The headline is deliberately provocative but if this 2010 paper is not falsifiable there are going to be some feathers ruffled by the facts rather than the headline.
From EconoSpeak:
Something unusal happened yesterday in my weekly department macroeconomics seminar at James Madison University.  Someone had us discuss a paper that changed the minds of pretty much everybody in the room who did not already agree with the paper, which includes a highly diverse group ranging from Austrian, Old Monetarist, New Classical, New Keynesian, Old Keynesian, Post Keynesian, and some generally eclectic pragmatists.  The paper is from the Fed Bd of Govs in 2010, by Seth Carpenter and Selva Demiralp, still unpublished as near as I can tell, and is entitled, "Money, Reserves, and the Transmission of Monetary Policy: Does the Money Multiplier Exist?"  Their answer is not only "no," which I at least have thought was true since 2007 or so, but that the answer has been  "no" probably since the mid-1980s and certainly since the mid-1990s.  It is available at http://www.federalreserve.gov/pubs/feds/2010/201041/201041pap.pdf .
(the folks at the Fed's Research and Stats Division call their paper "Money, Reserves, and the Transmission of Monetary Policy: Does the Money Multiplier Exist?")

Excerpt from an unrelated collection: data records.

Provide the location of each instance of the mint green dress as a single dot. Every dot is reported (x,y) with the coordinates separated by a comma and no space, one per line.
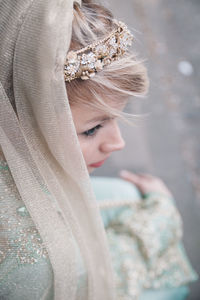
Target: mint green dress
(144,238)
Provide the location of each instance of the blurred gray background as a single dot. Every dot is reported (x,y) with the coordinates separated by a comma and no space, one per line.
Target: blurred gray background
(167,143)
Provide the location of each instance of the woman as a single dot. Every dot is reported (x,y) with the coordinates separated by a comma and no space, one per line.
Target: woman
(53,242)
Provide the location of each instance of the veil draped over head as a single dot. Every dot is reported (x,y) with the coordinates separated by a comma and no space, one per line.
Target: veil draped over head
(39,143)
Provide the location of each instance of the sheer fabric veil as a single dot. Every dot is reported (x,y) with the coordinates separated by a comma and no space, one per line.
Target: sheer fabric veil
(39,143)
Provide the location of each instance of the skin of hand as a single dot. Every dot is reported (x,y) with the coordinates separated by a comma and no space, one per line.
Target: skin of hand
(146,183)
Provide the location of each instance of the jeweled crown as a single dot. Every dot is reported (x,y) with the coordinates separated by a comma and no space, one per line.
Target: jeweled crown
(84,63)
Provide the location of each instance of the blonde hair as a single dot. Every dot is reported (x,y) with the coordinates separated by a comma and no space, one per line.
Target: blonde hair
(122,78)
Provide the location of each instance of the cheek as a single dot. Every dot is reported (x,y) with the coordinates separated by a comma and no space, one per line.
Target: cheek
(87,149)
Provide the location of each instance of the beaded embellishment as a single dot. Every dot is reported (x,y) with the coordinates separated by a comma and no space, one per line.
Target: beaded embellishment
(84,63)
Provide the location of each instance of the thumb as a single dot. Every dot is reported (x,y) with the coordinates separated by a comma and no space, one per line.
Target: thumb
(129,176)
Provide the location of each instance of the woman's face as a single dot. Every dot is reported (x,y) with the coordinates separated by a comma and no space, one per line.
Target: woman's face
(98,133)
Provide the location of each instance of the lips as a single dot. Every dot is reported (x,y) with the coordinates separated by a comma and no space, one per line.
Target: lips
(98,164)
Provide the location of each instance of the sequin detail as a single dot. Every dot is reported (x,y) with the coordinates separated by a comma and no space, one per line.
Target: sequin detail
(146,249)
(19,236)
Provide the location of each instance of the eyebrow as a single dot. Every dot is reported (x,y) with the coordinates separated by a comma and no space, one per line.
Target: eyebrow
(98,118)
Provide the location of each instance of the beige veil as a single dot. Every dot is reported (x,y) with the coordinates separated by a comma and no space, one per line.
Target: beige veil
(39,143)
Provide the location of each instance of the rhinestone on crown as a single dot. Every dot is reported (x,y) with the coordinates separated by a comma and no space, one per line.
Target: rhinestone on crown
(84,63)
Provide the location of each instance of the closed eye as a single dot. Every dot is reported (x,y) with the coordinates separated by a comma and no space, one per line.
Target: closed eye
(92,132)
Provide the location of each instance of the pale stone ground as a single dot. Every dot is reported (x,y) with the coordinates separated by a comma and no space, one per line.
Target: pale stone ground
(167,144)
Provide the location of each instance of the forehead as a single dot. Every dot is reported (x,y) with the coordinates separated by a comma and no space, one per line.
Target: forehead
(88,114)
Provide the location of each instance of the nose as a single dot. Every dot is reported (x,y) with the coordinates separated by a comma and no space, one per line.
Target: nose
(113,140)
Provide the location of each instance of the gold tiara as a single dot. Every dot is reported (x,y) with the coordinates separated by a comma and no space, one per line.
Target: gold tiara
(84,63)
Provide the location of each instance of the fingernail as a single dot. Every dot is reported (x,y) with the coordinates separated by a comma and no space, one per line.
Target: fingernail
(123,173)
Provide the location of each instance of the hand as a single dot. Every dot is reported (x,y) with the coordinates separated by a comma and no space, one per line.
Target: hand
(146,183)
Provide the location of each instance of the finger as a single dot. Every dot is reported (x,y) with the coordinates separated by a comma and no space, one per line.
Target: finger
(146,175)
(129,176)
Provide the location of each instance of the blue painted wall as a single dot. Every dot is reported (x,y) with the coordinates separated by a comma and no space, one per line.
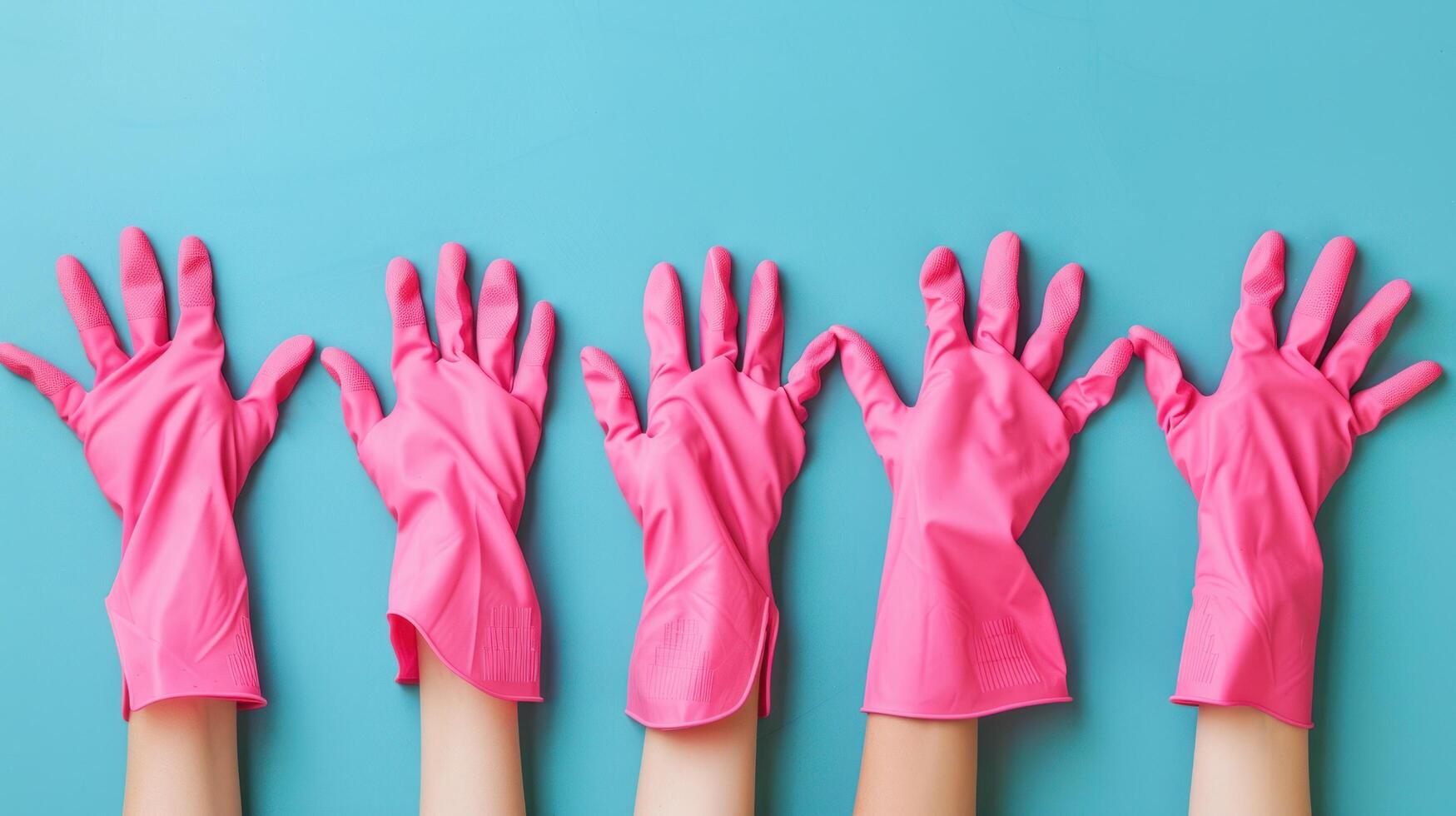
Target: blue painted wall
(1150,142)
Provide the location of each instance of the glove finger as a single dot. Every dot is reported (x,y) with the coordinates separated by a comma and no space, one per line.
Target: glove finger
(1315,311)
(196,322)
(666,336)
(1043,353)
(944,291)
(804,376)
(530,376)
(272,384)
(1096,390)
(1366,331)
(499,309)
(718,314)
(610,396)
(412,343)
(89,314)
(878,401)
(453,305)
(763,351)
(1172,396)
(1263,283)
(56,385)
(1374,402)
(357,396)
(999,306)
(142,291)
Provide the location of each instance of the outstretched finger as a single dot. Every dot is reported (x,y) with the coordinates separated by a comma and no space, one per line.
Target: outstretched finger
(530,375)
(1366,331)
(1172,396)
(878,401)
(942,286)
(272,384)
(718,314)
(804,376)
(1096,390)
(1263,283)
(499,309)
(196,324)
(1374,402)
(1043,353)
(997,305)
(1315,311)
(666,332)
(142,291)
(763,353)
(357,396)
(453,322)
(89,314)
(52,384)
(408,311)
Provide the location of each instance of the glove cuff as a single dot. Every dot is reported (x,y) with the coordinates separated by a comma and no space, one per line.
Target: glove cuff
(1235,656)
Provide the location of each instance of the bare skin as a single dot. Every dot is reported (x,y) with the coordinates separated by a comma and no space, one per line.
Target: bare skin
(707,769)
(182,759)
(470,746)
(1245,761)
(917,767)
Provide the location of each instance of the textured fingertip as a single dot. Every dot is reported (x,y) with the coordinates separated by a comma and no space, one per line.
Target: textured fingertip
(851,344)
(1002,261)
(597,363)
(194,273)
(79,293)
(330,361)
(542,336)
(345,371)
(47,378)
(763,296)
(290,356)
(499,301)
(664,295)
(452,295)
(1372,324)
(1327,283)
(717,276)
(1146,340)
(1265,271)
(1063,299)
(941,277)
(402,289)
(816,356)
(1407,385)
(140,277)
(1114,361)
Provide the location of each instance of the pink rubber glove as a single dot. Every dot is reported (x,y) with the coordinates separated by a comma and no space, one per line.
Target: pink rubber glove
(450,460)
(169,448)
(1261,454)
(964,629)
(707,483)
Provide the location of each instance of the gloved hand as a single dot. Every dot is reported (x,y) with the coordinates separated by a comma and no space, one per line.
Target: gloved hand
(450,460)
(964,629)
(1261,454)
(169,448)
(707,483)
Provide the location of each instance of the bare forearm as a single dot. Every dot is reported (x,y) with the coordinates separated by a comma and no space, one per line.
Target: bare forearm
(917,767)
(182,758)
(707,769)
(1245,761)
(470,746)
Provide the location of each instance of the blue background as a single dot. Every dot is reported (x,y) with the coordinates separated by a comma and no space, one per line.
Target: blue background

The story can be seen pretty much in figures and charts in the back.  Prior to 1984, there was a clear correlation between reserves, loans, and M2.  After then, while loans and M2 continued to go along in a pretty close lockstep, reserves simply have flopped around all over the place.  This seems to have coincided with various things: a definite move to targeting interest rates and apparently following a Taylor rule (although not more recently on the latter), the change in Regulation Q, globalization, a broadening of sources of funds for banks, and particularly more interbank lending and lessening of reliance on reserves and the Fed's reserve base.  Apparently up to the mid-90s, small umdercapitalized banks still were tied to reserves in their lending, but after then that broke down too, with their appearing to be a shift to relying more on large deposits, mostly from other banks and also the shadow banking system....MORE 
There aren't many citations of the paper:
Changes in central bank procedures during the subprime crisis and their repercussions on monetary theory 

IS THERE A STOCK MARKET CHANNEL FOR BANK LENDING IN THE EURO AREA?

The St. Louis Fed's RePEc has a few more.

At the time the paper started to circulate Pragmatic Capitalism had some extended quotes from MMT'er Warren Mosler that begins:
Did Hell freeze over and I missed it??
While Steve Keen caught up to it in October 2012.